Rule 3.904 adopted effective January 1, 2014
Rule 3.905 Revocation of approval
(A) The board may determine to recommend that the Board of Trustees revoke approval to certify legal specialists in California for failure to comply with these rules. The approved entity must be provided with written notice of the intended revocation and reasons for it. Within thirty days of the date of the notice, the approved entity may respond in writing that revocation would be inappropriate. The response must be supported by any relevant evidence.
(B) Within sixty days of receipt of a response to a notice of intent to revoke approval, the board may determine that the certification of the approved entity will continue or the board may recommend that the Board of Trustees revoke approval or continue the approval with conditions. A copy of the recommendation must be provided to the entity.
(C) The decision of the Board of Trustees is final.
Rule 3.905 adopted effective January 1, 2014
Rule 3.906 Public information
The entity’s Application to Certify California Legal Specialists and any related records and documents submitted by an Applicant are public information, except that actual or proposed written examinations of the entity are confidential.
Rule 3.906 adopted effective January 1, 2014 3 of 3
1 See Rule of Court 9.35(b).
2 Rule 3.90 et seq.
3 Rule 1.24.
4 See Rule 3.90 et seq.
Chapter 5. Offer and Compromise Program
Rule 3.1000
(A) The State Bar finds there is good cause for the establishment of a one-time Offer and Compromise Program to settle overdue debt owed to the State Bar in order to afford licensees financial relief and to increase State Bar revenue.

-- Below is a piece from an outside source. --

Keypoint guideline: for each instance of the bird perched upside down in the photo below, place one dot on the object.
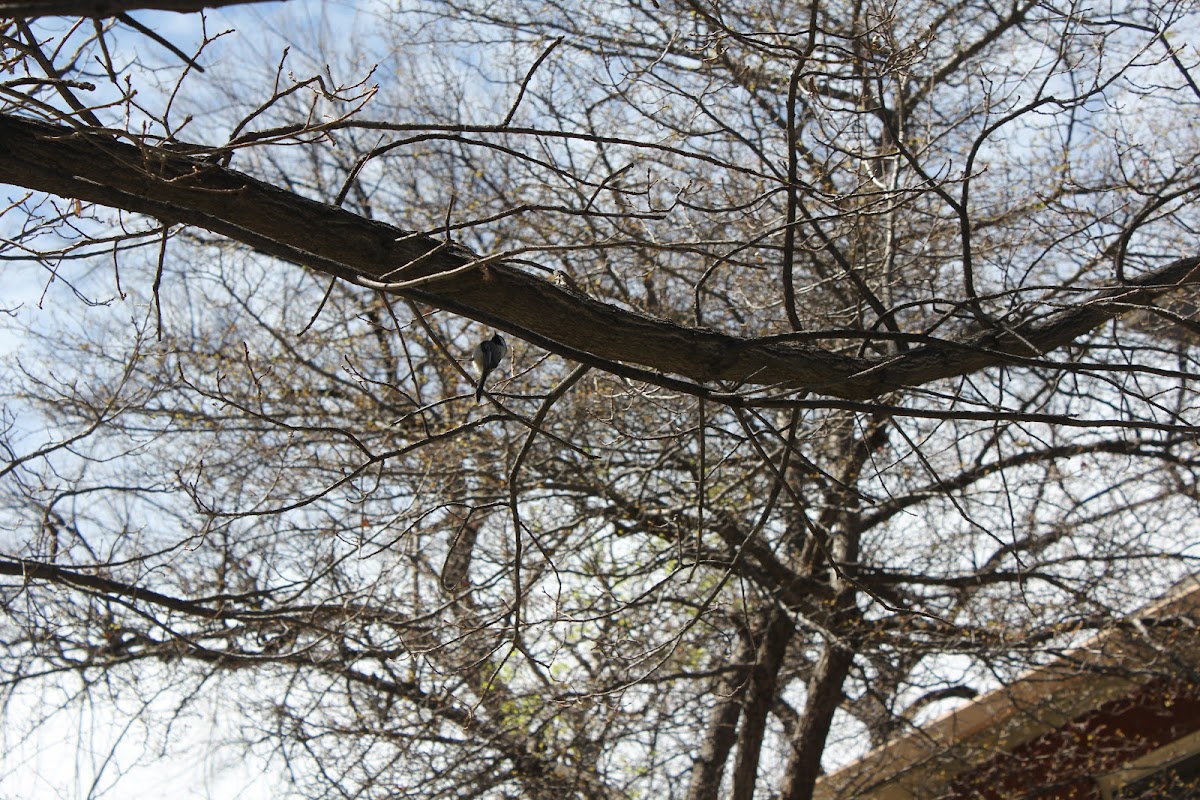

(B) Notwithstanding any other relevant State Bar Rule or State Bar Rule of Procedure, the State Bar may reduce and/or waive any overdue discipline costs owed pursuant to Business and Professions Code section 6086.10, monetary sanctions owed pursuant to Business and Professions Code section 6086.13, and/or Client Security Fund reimbursement amounts, including interest and processing costs owed pursuant to Business and Professions Code section 6140.5, assessed against a licensee, including disbarred or resigned, on or before January 1, 2025, through an Offer and Compromise Settlement Program.
(C) Criteria and implementation of the Office and Compromise Program shall be established pursuant to Guidelines authorized by the executive director or their designee.
(D) This Program will not apply to any State Bar debt accrued after January 1, 2025.